A small boat is headed a harbor 32km directly northwest of its current position when its suddenly engulfed in heavy fog. The captain maintain a compass bearing of northwest and a speed of 10km/h relative to the water.The fog lift 3.o h later and the captain notes that he is now exactly 4.0km south of the harbor.
(a) what was the average velocity of the current during those 3.0h?
(b) In what direction should the boat have been heading to reach its destination along a straight course?
(c) what would its travel time have been if it had followed a straight course?
Sorry i've been trying to solve it but i won't figure it out..
There are a couple of ways to consider this, and I'm probably mixing them, so check my sanity as well as my thinking! I'm not at all sure I've got this right. And draw a small sketch of the points; it makes a whole lot more sense that way.
(a)
Consider the harbor as the origin. Then the boat starts at the point (16sqrt(2), -16sqrt(2)), 32km SE of it.

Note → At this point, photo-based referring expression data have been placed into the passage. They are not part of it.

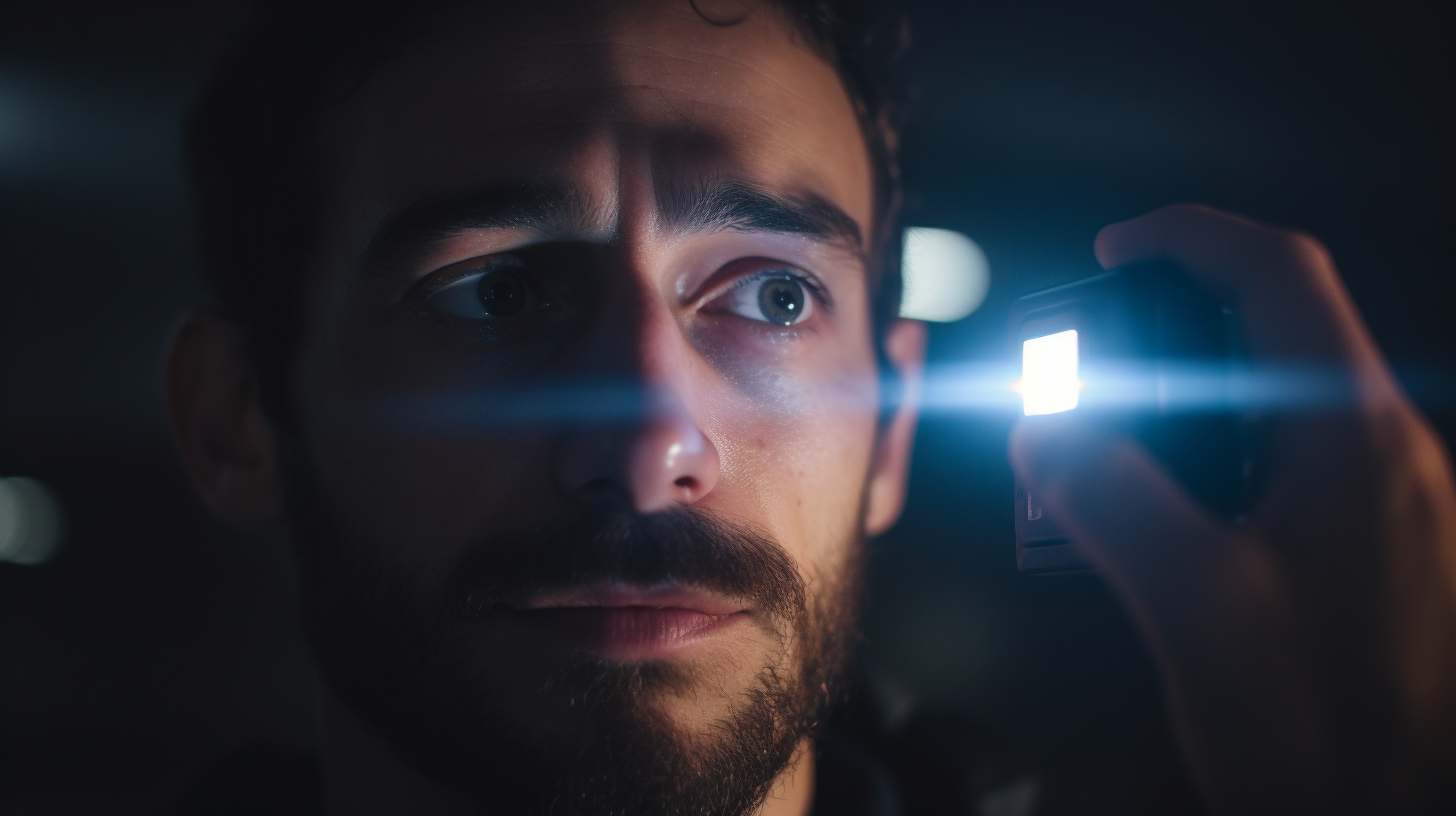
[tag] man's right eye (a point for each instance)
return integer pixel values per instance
(488, 292)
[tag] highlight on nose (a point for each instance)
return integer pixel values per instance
(664, 459)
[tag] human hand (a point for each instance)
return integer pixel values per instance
(1309, 656)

With no current, the boat would have been at the point (sqrt(2), sqrt(2)) after 3 hours (that's 2km SE of the harbor).
The boat actually ends up at the point (-4,0) after 3 hours.

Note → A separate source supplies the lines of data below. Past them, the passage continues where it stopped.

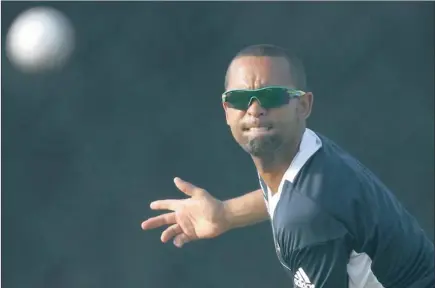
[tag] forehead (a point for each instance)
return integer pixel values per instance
(253, 72)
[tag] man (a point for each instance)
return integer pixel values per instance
(334, 223)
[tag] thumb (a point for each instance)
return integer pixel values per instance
(186, 187)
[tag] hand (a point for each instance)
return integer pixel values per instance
(199, 217)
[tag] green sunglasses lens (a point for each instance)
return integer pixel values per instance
(268, 97)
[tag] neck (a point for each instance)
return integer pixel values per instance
(273, 167)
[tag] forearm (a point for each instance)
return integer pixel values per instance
(246, 210)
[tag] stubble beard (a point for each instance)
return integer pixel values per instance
(265, 148)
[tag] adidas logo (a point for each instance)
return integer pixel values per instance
(301, 279)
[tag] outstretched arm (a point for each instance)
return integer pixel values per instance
(202, 216)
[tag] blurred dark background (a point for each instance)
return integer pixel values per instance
(85, 150)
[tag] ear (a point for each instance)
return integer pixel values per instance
(306, 104)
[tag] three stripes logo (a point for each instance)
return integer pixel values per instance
(301, 279)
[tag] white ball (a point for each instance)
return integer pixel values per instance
(40, 39)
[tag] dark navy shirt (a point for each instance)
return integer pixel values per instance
(336, 225)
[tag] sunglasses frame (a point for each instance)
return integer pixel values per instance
(292, 93)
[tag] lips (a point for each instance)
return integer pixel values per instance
(257, 129)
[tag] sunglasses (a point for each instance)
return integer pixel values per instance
(267, 97)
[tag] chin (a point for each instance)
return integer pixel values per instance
(262, 146)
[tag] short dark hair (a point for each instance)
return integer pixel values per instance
(297, 69)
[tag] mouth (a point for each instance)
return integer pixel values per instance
(257, 130)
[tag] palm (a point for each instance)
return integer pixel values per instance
(199, 217)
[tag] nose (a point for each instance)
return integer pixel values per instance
(255, 109)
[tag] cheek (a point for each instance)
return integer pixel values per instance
(233, 116)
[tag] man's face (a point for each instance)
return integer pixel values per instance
(262, 131)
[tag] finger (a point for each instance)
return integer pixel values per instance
(181, 239)
(171, 232)
(154, 222)
(186, 187)
(165, 204)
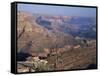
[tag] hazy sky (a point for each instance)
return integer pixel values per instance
(58, 10)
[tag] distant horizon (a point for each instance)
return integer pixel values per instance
(57, 10)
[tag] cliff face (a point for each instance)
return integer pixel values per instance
(65, 42)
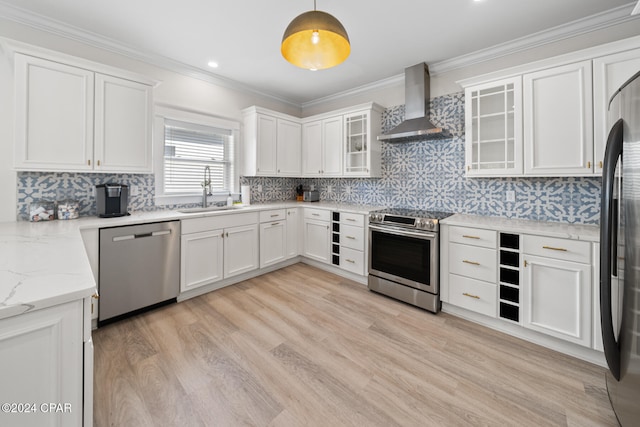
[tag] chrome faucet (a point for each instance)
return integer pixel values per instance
(206, 186)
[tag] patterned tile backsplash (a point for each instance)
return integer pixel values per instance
(426, 175)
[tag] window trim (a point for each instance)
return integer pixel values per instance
(168, 112)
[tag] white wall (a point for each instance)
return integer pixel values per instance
(445, 83)
(175, 89)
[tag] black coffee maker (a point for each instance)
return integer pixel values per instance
(112, 200)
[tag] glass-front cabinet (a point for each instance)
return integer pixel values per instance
(493, 124)
(362, 148)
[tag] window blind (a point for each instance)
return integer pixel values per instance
(188, 148)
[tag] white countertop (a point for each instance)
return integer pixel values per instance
(589, 233)
(43, 264)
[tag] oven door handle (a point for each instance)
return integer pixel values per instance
(388, 230)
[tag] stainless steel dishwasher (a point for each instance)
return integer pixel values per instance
(139, 267)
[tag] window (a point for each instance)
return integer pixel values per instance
(188, 149)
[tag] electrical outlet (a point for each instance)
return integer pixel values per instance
(511, 196)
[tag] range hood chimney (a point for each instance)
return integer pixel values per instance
(416, 125)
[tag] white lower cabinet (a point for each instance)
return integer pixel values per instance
(202, 259)
(240, 250)
(557, 298)
(317, 235)
(216, 248)
(273, 237)
(293, 232)
(43, 363)
(530, 285)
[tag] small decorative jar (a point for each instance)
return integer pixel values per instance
(42, 210)
(68, 209)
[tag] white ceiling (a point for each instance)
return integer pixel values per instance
(244, 36)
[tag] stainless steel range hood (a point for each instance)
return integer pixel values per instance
(416, 125)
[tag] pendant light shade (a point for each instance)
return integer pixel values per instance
(315, 40)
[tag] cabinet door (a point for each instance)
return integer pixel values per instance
(289, 143)
(558, 121)
(557, 298)
(493, 125)
(312, 149)
(201, 257)
(54, 116)
(240, 250)
(609, 73)
(122, 125)
(42, 362)
(293, 232)
(317, 240)
(332, 143)
(266, 146)
(273, 243)
(357, 144)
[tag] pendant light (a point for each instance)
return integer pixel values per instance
(315, 40)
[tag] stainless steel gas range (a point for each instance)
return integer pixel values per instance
(404, 257)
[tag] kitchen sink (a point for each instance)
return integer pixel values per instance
(209, 209)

Subtract the points to get the displacement due to current:
(-sqrt(2), -4+sqrt(2))
That's how far the current carried it offcourse in 3 hours.
Pythagoras will give you the distance; divide by 3 to get the km/h.
(b)
I suppose "a little northerly of where it was actually heading" won't do as an answer? :-) No harm in trying!

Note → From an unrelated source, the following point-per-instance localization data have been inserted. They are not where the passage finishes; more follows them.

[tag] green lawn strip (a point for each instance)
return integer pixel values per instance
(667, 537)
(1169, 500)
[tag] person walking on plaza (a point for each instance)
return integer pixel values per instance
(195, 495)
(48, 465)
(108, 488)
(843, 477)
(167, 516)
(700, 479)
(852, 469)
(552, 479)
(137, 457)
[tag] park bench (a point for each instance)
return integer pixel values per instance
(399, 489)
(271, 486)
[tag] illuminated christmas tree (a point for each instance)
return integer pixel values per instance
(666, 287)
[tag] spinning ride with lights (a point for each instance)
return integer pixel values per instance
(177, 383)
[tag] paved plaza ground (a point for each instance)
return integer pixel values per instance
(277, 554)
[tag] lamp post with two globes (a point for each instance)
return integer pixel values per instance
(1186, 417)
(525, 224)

OK. The boat needs to subtract the vector of the current to compensate, so it should have been heading:
(-sqrt(10) -sqrt(2)/3, sqrt(10)+(4-sqrt(2))/3)
which I approximate as
(-3.633, 4.024)
to make 10kph relative to the harbor.
(I should be writing this in vector notation, but that's even more awkward to do in ASCII)
The boat can't do that, since it's more than 10kph, but the direction is right. So what's that angle? Consider an RAT with those sides as the adjacent and opposite. The sin of the angle with the x-axis is 4.024 / 5.421, so the angle is about 47.9degrees - that is, 2.9 degrees north of NW.
Aaach. In (a) I meant
"The boat actually ends up at the point (0,-4) after 3 hours. "
Sorry for the confusion.
No problem! Let's break down each part of the problem to find the answers.
(a) To determine the average velocity of the current, we need to consider the displacement of the boat relative to the earth's surface. The boat maintained a compass bearing of northwest, which means it was moving in the northwest direction regardless of the current.
During the 3 hours of heavy fog, the boat traveled a distance of 10 km/h * 3 h = 30 km relative to the water. However, when the fog lifted, the captain observed that the boat was 4.0 km south of the harbor.
Since the boat's displacement due to the current was in the south direction, we can calculate the average velocity of the current as follows:
Average Velocity of Current = Displacement due to Current / Time taken = 4.0 km / 3 h = 1.33 km/h
Therefore, the average velocity of the current during those 3.0 hours was 1.33 km/h towards the south.
(b) To determine the direction the boat should have been heading to reach its destination along a straight course, we need to find the angle between the northwest direction and the direction of the current.
Since the boat's compass bearing was northwest and the current was pushing it slightly south, the resultant direction of the boat's path should have been slightly more towards the west.
To find the exact angle, we can use trigonometry. Let's assume the angle between the original northwest direction and the boat's actual path is θ.
tan(θ) = (Displacement due to Current) / (Displacement relative to Water)
tan(θ) = 4.0 km / 30 km
θ ≈ 7.6 degrees
Therefore, the boat should have been heading approximately 7.6 degrees west of northwest to reach its destination along a straight course.
(c) To determine the travel time if the boat had followed a straight course, we can consider the distance between the boat's final position (4.0 km south of the harbor) and its destination (32 km directly northwest of its original position).
Using Pythagoras' theorem, we can find the straight-line distance between the two points:
Distance = sqrt((Displacement due to Current)^2 + (Displacement relative to Water)^2)
Distance = sqrt(4.0 km^2 + 30 km^2)
Distance ≈ 30.17 km
To calculate the travel time, we can use the boat's speed relative to the water:
Travel Time = Distance / Speed
Travel Time ≈ 30.17 km / 10 km/h
Travel Time ≈ 3.02 hours
Therefore, if the boat had followed a straight course, its travel time would have been approximately 3.02 hours.
I hope this helps! Let me know if you have any further questions.